Nos primeiros quilômetros da rodovia, a impressão é que erramos o caminho. “Não pode ser uma BR!”. Esse é o pensamento dominante. Cheia de curvas fechadas nas encostas de morros, com muitos buracos, às vezes com enormes pedregulhos, depois com terra solta, e muita poeira. A visibilidade chega a zero quando passa outro carro. Mais alguns quilômetros e aparecem militares operando uma patrola para melhorar a pavimentação de terra. Um carro pipa molha o chão. Pergunto: “Essa é a BR-367?”. “Isso mesmo”, responde o militar.
Alguns trechos pequenos estão asfaltados, mas muito pequenos. Vinte quilômetros adiante, chegamos a Chapada do Norte, município com 15 mil habitantes, com índice de desenvolvimento humano (IDH) de 0,598 – semelhante ao do Tajiquistão, país da Ásia Central devastado pela guerra civil após a saída da União Soviética nos anos 90.

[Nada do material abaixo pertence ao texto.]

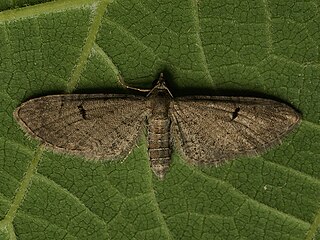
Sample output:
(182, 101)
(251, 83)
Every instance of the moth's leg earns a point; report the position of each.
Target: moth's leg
(123, 84)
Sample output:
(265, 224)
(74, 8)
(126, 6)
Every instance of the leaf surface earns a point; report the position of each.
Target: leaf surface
(262, 48)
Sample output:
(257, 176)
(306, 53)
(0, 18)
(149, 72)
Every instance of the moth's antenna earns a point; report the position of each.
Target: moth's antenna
(123, 84)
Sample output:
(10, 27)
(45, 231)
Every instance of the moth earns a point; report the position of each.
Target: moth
(207, 130)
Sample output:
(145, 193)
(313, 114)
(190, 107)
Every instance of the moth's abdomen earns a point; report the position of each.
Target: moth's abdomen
(159, 145)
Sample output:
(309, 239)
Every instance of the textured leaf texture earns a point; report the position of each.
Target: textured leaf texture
(263, 48)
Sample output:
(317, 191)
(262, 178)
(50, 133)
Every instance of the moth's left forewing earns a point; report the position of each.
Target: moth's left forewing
(211, 130)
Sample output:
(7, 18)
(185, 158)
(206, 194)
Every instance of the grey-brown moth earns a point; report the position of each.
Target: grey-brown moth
(206, 129)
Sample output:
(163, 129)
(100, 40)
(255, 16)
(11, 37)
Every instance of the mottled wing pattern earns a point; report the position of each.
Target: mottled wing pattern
(211, 130)
(97, 126)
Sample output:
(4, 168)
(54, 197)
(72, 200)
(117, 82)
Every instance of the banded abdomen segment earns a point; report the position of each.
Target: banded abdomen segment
(159, 145)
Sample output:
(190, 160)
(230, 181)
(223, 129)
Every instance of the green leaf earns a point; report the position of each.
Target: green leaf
(264, 48)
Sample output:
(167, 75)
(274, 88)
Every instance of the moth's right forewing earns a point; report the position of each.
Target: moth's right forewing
(211, 130)
(96, 126)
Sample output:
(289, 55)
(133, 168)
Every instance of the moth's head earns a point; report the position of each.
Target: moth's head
(160, 87)
(161, 83)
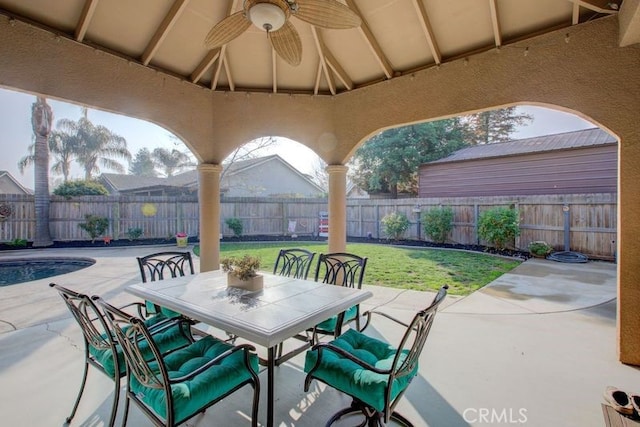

A estrada até Berilo tem muita areia. Um quilômetro adiante, o carro percorre a margem do rio Capivari, que está completamente seco. De repente, surge à direita a primeira ponte de madeira, com 52 metros de comprimento e 4,5 metros de largura. É preciso fazer uma curva de 90 graus, como quem dobra uma esquina. Um caminhão não conseguiu fazer a curva e caiu da ponte há alguns meses.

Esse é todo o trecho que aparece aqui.